Por otro lado, trató el precio de las entradas, uno de los temas más cuestionados por aficionados, quienes señalaron que los precios convierten a este Mundial en el más caro de la historia.
Infantino defendió el esquema de venta de entradas ante las críticas por el costo de asistir al Mundial 2026. El presidente de la FIFA aseguró que la demanda superó los registros previos.
«Vendimos hasta hoy más de seis millones de entradas. Siempre hay entradas a la venta, como saben. También necesitamos guardar algunas entradas para los equipos que clasifican a las rondas adicionales. La demanda no tuvo precedentes, pero no por poco, sino por un factor de diez o más«, afirmó.
El dirigente también justificó el precio inicial de los boletos y lo comparó con otras competencias deportivas en Estados Unidos. «Nuestro precio de entrada, que es de 60 dólares, es el precio inicial más bajo de cualquier deporte estadounidense en las fases de playoffs. Nuestro precio promedio, que está por debajo de 500 dólares, es otra vez el más bajo de los deportes estadounidenses en promedio«, dijo Infantino.
Sobre la reventa, Infantino tomó el caso de Estados Unidos para sostener que el mercado secundario es legal en ese país anfitrión y que los valores más altos fuera del canal oficial respaldan la estructura aplicada por FIFA.
«Cuando ponemos estas entradas a la venta, van al mercado secundario, que es absolutamente legal aquí, y se venden por un precio mucho más alto.

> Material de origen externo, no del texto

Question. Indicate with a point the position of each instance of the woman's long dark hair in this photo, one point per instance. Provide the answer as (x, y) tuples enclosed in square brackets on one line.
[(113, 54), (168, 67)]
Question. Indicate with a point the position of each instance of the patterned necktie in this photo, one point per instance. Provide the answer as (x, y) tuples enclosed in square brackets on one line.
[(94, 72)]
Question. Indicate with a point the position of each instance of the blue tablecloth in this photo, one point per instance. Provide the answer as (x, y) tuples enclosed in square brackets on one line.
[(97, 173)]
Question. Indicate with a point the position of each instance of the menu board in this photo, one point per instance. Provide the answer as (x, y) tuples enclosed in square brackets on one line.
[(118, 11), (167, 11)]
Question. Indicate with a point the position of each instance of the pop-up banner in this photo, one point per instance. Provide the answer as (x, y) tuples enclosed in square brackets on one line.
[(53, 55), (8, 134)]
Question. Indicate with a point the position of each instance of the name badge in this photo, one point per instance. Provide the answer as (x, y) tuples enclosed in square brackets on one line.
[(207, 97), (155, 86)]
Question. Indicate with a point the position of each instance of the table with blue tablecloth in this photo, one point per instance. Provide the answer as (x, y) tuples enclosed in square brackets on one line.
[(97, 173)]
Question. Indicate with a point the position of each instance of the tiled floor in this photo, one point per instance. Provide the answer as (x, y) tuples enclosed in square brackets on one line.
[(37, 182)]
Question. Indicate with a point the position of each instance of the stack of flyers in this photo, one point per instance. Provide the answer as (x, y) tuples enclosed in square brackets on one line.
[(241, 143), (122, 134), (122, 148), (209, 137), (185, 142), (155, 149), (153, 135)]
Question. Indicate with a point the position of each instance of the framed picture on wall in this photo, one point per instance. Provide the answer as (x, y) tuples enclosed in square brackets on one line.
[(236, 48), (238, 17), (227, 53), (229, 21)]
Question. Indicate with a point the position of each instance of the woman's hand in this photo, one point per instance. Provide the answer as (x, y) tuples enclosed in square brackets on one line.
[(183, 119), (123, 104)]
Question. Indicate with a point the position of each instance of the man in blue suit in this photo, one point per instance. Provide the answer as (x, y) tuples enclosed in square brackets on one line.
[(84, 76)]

Esto ciertamente muestra que los precios fueron precisos en términos de la forma en que se determinaron«, señaló.
Infantino descartó que las tarifas respondan a una decisión improvisada. «Pueden imaginar también que estas decisiones no se toman así. Alguien se despierta y decide un precio. Hay mucho análisis, mucho trabajo, muchos expertos involucrados en decidir qué debe pasar«, afirmó. Luego agregó: «Cada dólar que generamos vuelve al fútbol«.
La tarifa dinámica también fue defendida por el presidente de la FIFA. Al comparar el sistema con el Mundial de Clubes, aseguró: «Los precios de algunos partidos subieron, otros bajaron. En esta situación, también podrían haber bajado. Realmente no bajaron. Esto muestra que quizá el punto de precio era el correcto«.
Críticas a los precios del Mundial
Organizaciones como Football Supporters Europe criticaron el precio de las entradas para el Mundial 2026, afirmando que la FIFA convirtió el fútbol en un producto exclusivo de «alta gama«.
Si bien Infantino asegura que la entrada tiene un valor de 60 dólares, la FIFA destinó únicamente 130,000 entradas en total bajo este valor promocional para todo el torneo. Esto equivale a cerca de 1,000 boletos por partido (apenas el 1.6% de la capacidad promedio de los estadios).
Para el hincha común que intentó comprar mediante las fases de venta generales, las entradas más baratas disponibles de Fase de Grupos iniciaron en los 140 dólares, incrementándose velozmente debido a los algoritmos de precio dinámico. En muchos casos, al llegar al final de la fila virtual, los precios llegaron a escalar hasta 990 dólares por un asiento de categoría intermedia.
Este sistema, inspirado en los modelos que usan plataformas como Ticketmaster o aerolíneas comerciales, funciona mediante algoritmos de inteligencia artificial que rastrean la demanda en tiempo real. Si millones de personas intentan comprar boletos al mismo tiempo para un partido específico (por ejemplo, el debut de Argentina o México), el sistema asume que el producto es muy codiciado y eleva el precio de manera automática.
La magnitud de las alzas obligó a los sistemas de justicia estatales de Estados Unidos a intervenir directamente para auditar el proceso de venta de la FIFA. Los fiscales generales de Nueva York, Nueva Jersey, California y Texas encabezan estas investigaciones basándose en tres sospechas delictivas: Inflación artificial de precio, falsificación de escasez y cambios inesperados de ubicación de asiento.